Strauss: J. Robert Oppenheimer- the martyr. I gave him exactly what he wanted. To be remembered for Trinity, not Hiroshima, not Nagasaki. He should be thanking me. Amateurs seek the sun and get eaten; power stays in the shadows.”
Like A Man for All Seasons, Oppenheimer the film turns out to be a story about human treachery, at least on the surface but, as a tragedy, it is so much less about Oppenheimer and Strauss than it is about Oppenheimer and Einstein and Bohr. At the very end of the film, the last word goes to Einstein:
“You once had a reception for me at Berkeley. Gave me an award. You all believed I’d lost the ability to understand what I’d started. So that award wasn’t for me… it was for all of you. Now it’s your turn to deal with the consequences of your achievements. And one day… when they’ve punished you enough (perhaps when the eagle has finally had enough liver) they’ll serve salmon and potato salad, make speeches, give you a medal…Pat you on the back and tell you all is forgiven …Just remember.

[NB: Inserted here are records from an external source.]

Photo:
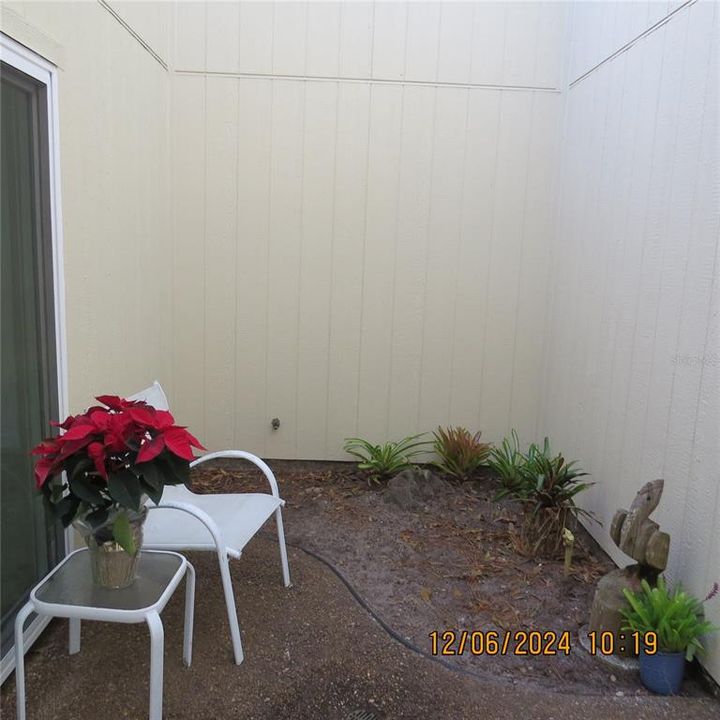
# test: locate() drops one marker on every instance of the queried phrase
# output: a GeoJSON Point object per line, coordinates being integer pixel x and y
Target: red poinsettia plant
{"type": "Point", "coordinates": [113, 455]}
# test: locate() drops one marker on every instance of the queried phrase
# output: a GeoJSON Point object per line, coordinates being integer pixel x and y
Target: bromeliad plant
{"type": "Point", "coordinates": [113, 455]}
{"type": "Point", "coordinates": [383, 461]}
{"type": "Point", "coordinates": [676, 618]}
{"type": "Point", "coordinates": [460, 453]}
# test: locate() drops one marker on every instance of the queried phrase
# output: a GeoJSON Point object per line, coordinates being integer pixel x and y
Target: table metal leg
{"type": "Point", "coordinates": [189, 613]}
{"type": "Point", "coordinates": [74, 641]}
{"type": "Point", "coordinates": [156, 664]}
{"type": "Point", "coordinates": [22, 616]}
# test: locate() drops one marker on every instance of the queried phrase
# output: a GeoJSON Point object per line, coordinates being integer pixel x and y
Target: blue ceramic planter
{"type": "Point", "coordinates": [663, 672]}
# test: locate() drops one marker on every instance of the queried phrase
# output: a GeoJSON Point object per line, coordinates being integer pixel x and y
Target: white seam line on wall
{"type": "Point", "coordinates": [145, 45]}
{"type": "Point", "coordinates": [302, 244]}
{"type": "Point", "coordinates": [268, 227]}
{"type": "Point", "coordinates": [364, 247]}
{"type": "Point", "coordinates": [428, 226]}
{"type": "Point", "coordinates": [396, 239]}
{"type": "Point", "coordinates": [372, 81]}
{"type": "Point", "coordinates": [333, 210]}
{"type": "Point", "coordinates": [644, 237]}
{"type": "Point", "coordinates": [203, 382]}
{"type": "Point", "coordinates": [632, 42]}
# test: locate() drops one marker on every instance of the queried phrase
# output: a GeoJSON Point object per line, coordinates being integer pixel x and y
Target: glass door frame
{"type": "Point", "coordinates": [45, 73]}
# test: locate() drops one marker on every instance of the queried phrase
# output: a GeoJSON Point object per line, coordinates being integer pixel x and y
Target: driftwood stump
{"type": "Point", "coordinates": [640, 538]}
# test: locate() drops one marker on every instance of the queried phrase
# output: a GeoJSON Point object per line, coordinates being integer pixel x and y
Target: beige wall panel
{"type": "Point", "coordinates": [389, 40]}
{"type": "Point", "coordinates": [323, 39]}
{"type": "Point", "coordinates": [190, 35]}
{"type": "Point", "coordinates": [220, 261]}
{"type": "Point", "coordinates": [223, 36]}
{"type": "Point", "coordinates": [534, 270]}
{"type": "Point", "coordinates": [256, 37]}
{"type": "Point", "coordinates": [284, 253]}
{"type": "Point", "coordinates": [505, 258]}
{"type": "Point", "coordinates": [152, 21]}
{"type": "Point", "coordinates": [422, 34]}
{"type": "Point", "coordinates": [254, 132]}
{"type": "Point", "coordinates": [289, 38]}
{"type": "Point", "coordinates": [441, 267]}
{"type": "Point", "coordinates": [348, 256]}
{"type": "Point", "coordinates": [113, 98]}
{"type": "Point", "coordinates": [189, 171]}
{"type": "Point", "coordinates": [410, 272]}
{"type": "Point", "coordinates": [321, 107]}
{"type": "Point", "coordinates": [386, 106]}
{"type": "Point", "coordinates": [632, 380]}
{"type": "Point", "coordinates": [470, 321]}
{"type": "Point", "coordinates": [455, 43]}
{"type": "Point", "coordinates": [356, 39]}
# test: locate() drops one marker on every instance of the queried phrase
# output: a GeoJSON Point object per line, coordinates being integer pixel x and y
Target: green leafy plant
{"type": "Point", "coordinates": [384, 461]}
{"type": "Point", "coordinates": [547, 486]}
{"type": "Point", "coordinates": [545, 480]}
{"type": "Point", "coordinates": [506, 459]}
{"type": "Point", "coordinates": [460, 453]}
{"type": "Point", "coordinates": [675, 616]}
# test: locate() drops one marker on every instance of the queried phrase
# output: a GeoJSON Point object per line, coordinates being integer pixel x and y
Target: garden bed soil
{"type": "Point", "coordinates": [453, 563]}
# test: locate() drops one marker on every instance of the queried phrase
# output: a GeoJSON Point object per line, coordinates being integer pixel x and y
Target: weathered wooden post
{"type": "Point", "coordinates": [640, 538]}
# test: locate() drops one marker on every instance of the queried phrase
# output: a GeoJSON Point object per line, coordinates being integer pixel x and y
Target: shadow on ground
{"type": "Point", "coordinates": [311, 653]}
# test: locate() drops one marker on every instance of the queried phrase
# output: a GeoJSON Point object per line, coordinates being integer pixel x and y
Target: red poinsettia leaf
{"type": "Point", "coordinates": [79, 430]}
{"type": "Point", "coordinates": [99, 418]}
{"type": "Point", "coordinates": [45, 468]}
{"type": "Point", "coordinates": [49, 446]}
{"type": "Point", "coordinates": [178, 442]}
{"type": "Point", "coordinates": [151, 449]}
{"type": "Point", "coordinates": [70, 447]}
{"type": "Point", "coordinates": [96, 451]}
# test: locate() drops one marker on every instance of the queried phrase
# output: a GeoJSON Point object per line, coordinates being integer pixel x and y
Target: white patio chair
{"type": "Point", "coordinates": [223, 523]}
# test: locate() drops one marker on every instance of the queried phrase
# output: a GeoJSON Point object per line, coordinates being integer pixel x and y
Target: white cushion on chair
{"type": "Point", "coordinates": [238, 516]}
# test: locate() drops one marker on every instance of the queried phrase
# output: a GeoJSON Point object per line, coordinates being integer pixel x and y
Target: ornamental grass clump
{"type": "Point", "coordinates": [547, 486]}
{"type": "Point", "coordinates": [114, 455]}
{"type": "Point", "coordinates": [676, 617]}
{"type": "Point", "coordinates": [381, 462]}
{"type": "Point", "coordinates": [506, 459]}
{"type": "Point", "coordinates": [460, 453]}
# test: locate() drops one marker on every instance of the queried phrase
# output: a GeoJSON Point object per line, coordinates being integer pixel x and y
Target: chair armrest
{"type": "Point", "coordinates": [201, 515]}
{"type": "Point", "coordinates": [254, 459]}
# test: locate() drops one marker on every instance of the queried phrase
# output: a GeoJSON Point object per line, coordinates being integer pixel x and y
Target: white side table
{"type": "Point", "coordinates": [68, 591]}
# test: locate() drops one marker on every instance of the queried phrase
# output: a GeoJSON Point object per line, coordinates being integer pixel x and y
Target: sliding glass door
{"type": "Point", "coordinates": [30, 542]}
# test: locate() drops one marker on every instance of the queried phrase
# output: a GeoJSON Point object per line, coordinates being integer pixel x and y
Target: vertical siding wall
{"type": "Point", "coordinates": [633, 360]}
{"type": "Point", "coordinates": [114, 161]}
{"type": "Point", "coordinates": [363, 205]}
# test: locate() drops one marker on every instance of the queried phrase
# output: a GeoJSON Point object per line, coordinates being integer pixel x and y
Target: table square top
{"type": "Point", "coordinates": [70, 584]}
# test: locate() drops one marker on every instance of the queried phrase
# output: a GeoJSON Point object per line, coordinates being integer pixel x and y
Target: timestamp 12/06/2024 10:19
{"type": "Point", "coordinates": [536, 642]}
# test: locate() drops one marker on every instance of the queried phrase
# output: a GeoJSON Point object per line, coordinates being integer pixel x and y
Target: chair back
{"type": "Point", "coordinates": [154, 395]}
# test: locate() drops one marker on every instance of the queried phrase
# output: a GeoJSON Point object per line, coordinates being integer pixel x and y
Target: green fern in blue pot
{"type": "Point", "coordinates": [672, 623]}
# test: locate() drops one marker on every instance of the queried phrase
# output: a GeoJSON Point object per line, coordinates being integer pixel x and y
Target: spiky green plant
{"type": "Point", "coordinates": [383, 461]}
{"type": "Point", "coordinates": [506, 459]}
{"type": "Point", "coordinates": [545, 480]}
{"type": "Point", "coordinates": [675, 616]}
{"type": "Point", "coordinates": [546, 485]}
{"type": "Point", "coordinates": [460, 453]}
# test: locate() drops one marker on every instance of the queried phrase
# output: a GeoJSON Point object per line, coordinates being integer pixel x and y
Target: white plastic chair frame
{"type": "Point", "coordinates": [224, 552]}
{"type": "Point", "coordinates": [156, 397]}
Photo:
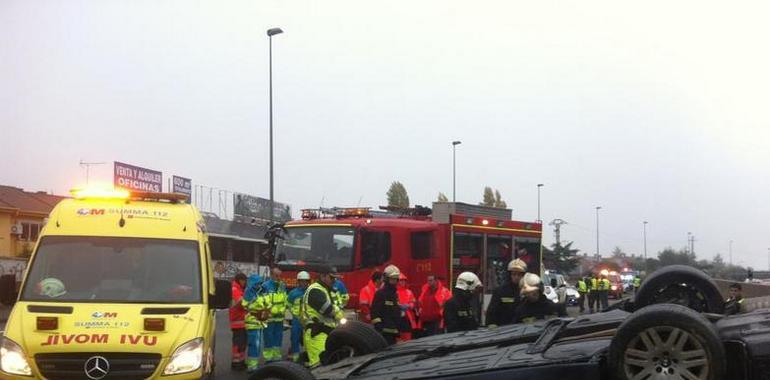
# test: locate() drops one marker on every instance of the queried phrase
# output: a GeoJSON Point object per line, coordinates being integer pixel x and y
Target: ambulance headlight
{"type": "Point", "coordinates": [187, 358]}
{"type": "Point", "coordinates": [12, 360]}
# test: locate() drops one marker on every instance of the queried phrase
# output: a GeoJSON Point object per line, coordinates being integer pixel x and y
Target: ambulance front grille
{"type": "Point", "coordinates": [122, 365]}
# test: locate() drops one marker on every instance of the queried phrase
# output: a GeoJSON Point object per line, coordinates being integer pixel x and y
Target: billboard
{"type": "Point", "coordinates": [181, 185]}
{"type": "Point", "coordinates": [137, 178]}
{"type": "Point", "coordinates": [254, 207]}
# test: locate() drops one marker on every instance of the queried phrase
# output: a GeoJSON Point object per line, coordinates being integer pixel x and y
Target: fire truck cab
{"type": "Point", "coordinates": [443, 241]}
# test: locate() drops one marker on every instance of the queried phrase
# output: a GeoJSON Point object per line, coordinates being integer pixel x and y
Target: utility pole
{"type": "Point", "coordinates": [597, 229]}
{"type": "Point", "coordinates": [557, 223]}
{"type": "Point", "coordinates": [88, 167]}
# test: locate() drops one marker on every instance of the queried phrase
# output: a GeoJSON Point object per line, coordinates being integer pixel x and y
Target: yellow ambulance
{"type": "Point", "coordinates": [120, 285]}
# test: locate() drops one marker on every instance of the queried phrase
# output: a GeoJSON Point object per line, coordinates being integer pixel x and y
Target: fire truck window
{"type": "Point", "coordinates": [422, 245]}
{"type": "Point", "coordinates": [375, 248]}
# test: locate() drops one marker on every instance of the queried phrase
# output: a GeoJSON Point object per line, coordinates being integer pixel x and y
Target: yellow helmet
{"type": "Point", "coordinates": [517, 265]}
{"type": "Point", "coordinates": [391, 271]}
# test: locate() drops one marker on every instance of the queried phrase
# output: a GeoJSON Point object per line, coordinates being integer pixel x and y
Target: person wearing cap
{"type": "Point", "coordinates": [431, 306]}
{"type": "Point", "coordinates": [257, 306]}
{"type": "Point", "coordinates": [320, 314]}
{"type": "Point", "coordinates": [534, 304]}
{"type": "Point", "coordinates": [276, 289]}
{"type": "Point", "coordinates": [295, 300]}
{"type": "Point", "coordinates": [366, 296]}
{"type": "Point", "coordinates": [506, 297]}
{"type": "Point", "coordinates": [407, 301]}
{"type": "Point", "coordinates": [459, 314]}
{"type": "Point", "coordinates": [387, 316]}
{"type": "Point", "coordinates": [237, 323]}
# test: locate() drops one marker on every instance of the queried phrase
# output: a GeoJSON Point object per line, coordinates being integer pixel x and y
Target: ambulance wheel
{"type": "Point", "coordinates": [354, 338]}
{"type": "Point", "coordinates": [283, 370]}
{"type": "Point", "coordinates": [666, 341]}
{"type": "Point", "coordinates": [681, 285]}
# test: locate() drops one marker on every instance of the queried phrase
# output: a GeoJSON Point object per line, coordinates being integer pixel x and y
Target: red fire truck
{"type": "Point", "coordinates": [445, 241]}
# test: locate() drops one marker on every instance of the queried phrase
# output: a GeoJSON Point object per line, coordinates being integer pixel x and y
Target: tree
{"type": "Point", "coordinates": [397, 195]}
{"type": "Point", "coordinates": [492, 198]}
{"type": "Point", "coordinates": [489, 197]}
{"type": "Point", "coordinates": [499, 202]}
{"type": "Point", "coordinates": [561, 257]}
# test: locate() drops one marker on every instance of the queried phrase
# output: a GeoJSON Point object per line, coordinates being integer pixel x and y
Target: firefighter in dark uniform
{"type": "Point", "coordinates": [506, 297]}
{"type": "Point", "coordinates": [459, 312]}
{"type": "Point", "coordinates": [388, 318]}
{"type": "Point", "coordinates": [534, 305]}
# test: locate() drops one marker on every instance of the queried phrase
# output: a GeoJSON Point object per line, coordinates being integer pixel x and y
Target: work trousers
{"type": "Point", "coordinates": [273, 341]}
{"type": "Point", "coordinates": [254, 349]}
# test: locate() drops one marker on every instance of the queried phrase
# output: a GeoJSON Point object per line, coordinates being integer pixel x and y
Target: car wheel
{"type": "Point", "coordinates": [283, 370]}
{"type": "Point", "coordinates": [666, 341]}
{"type": "Point", "coordinates": [354, 338]}
{"type": "Point", "coordinates": [681, 285]}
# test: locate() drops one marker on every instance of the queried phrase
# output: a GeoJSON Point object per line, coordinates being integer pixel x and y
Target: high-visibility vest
{"type": "Point", "coordinates": [311, 315]}
{"type": "Point", "coordinates": [254, 307]}
{"type": "Point", "coordinates": [582, 288]}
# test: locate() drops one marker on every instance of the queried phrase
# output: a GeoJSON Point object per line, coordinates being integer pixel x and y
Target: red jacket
{"type": "Point", "coordinates": [408, 303]}
{"type": "Point", "coordinates": [237, 312]}
{"type": "Point", "coordinates": [365, 298]}
{"type": "Point", "coordinates": [431, 302]}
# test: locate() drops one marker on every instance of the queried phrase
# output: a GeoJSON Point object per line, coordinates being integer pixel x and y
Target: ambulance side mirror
{"type": "Point", "coordinates": [222, 295]}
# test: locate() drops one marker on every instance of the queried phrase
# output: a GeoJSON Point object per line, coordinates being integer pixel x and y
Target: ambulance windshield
{"type": "Point", "coordinates": [309, 246]}
{"type": "Point", "coordinates": [111, 269]}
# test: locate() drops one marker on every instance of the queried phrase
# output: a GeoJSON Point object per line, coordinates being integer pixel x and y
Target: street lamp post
{"type": "Point", "coordinates": [539, 185]}
{"type": "Point", "coordinates": [454, 169]}
{"type": "Point", "coordinates": [644, 224]}
{"type": "Point", "coordinates": [597, 229]}
{"type": "Point", "coordinates": [270, 33]}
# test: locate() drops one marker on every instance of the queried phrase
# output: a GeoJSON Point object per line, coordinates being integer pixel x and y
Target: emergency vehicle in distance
{"type": "Point", "coordinates": [444, 241]}
{"type": "Point", "coordinates": [119, 285]}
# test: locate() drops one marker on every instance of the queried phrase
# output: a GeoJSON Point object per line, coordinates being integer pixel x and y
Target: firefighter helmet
{"type": "Point", "coordinates": [517, 265]}
{"type": "Point", "coordinates": [530, 283]}
{"type": "Point", "coordinates": [468, 281]}
{"type": "Point", "coordinates": [51, 287]}
{"type": "Point", "coordinates": [392, 271]}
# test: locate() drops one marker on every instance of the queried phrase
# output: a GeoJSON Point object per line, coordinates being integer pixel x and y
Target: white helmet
{"type": "Point", "coordinates": [51, 287]}
{"type": "Point", "coordinates": [391, 271]}
{"type": "Point", "coordinates": [517, 265]}
{"type": "Point", "coordinates": [468, 281]}
{"type": "Point", "coordinates": [530, 283]}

It won’t be for you.”37
There are not so many Greek tragedies about democracy—perhaps only Eumenides but this story is the more like the story of The Libation Bearers; its hero racked with guilt for doing what he was asked to do in the best interest of the state with his wife bitchslapping him and saying: “You don’t get to commit the sin, then have us all feel sorry for you that it had consequences.”
But perhaps modern tragedy is necessarily collective. Surely, justice is a collective national responsibility in a democracy and a shared collective global responsibility in this dangerous 21st century. Each of us must find our place in the collective, whether we stand with Rabi, Truman, or Oppenheimer. When a tragedy is about “the right of one monarch to capture the domain from another,” then Creon is the state; Agamemnon is the state; Oedipus is the state; Macbeth is the state; Lear is the state; Truman is the state. But if “our concepts of justice” are no longer “what they were to the mind of an Elizabethan king” then it falls to humanity to bring it about when the gods cannot be relied on. In that case, tragedies remind us that we must help one another to be heroes.

Great tragedy is not sad. It is inspiring and uplifting and asks us, in the midst of our grief over any human being’s inability to triumph over fate, or evil, or indifference, to honor their effort. We are happy that Lear finds his best self in the end, as does Oedipus, and while we mourn the real-life death of Martin Luther King, we rejoice in the life he chose to lead that made an early death inevitable but moved the needle a little for all of us. The best, and probably most forgotten part of the Prometheus story is the only thing that Pandora manages to keep in the jar. That is Hope. Until Heracles or Godot comes, or if they never come, as long as we have not set the atmosphere on fire, every day is a fresh start.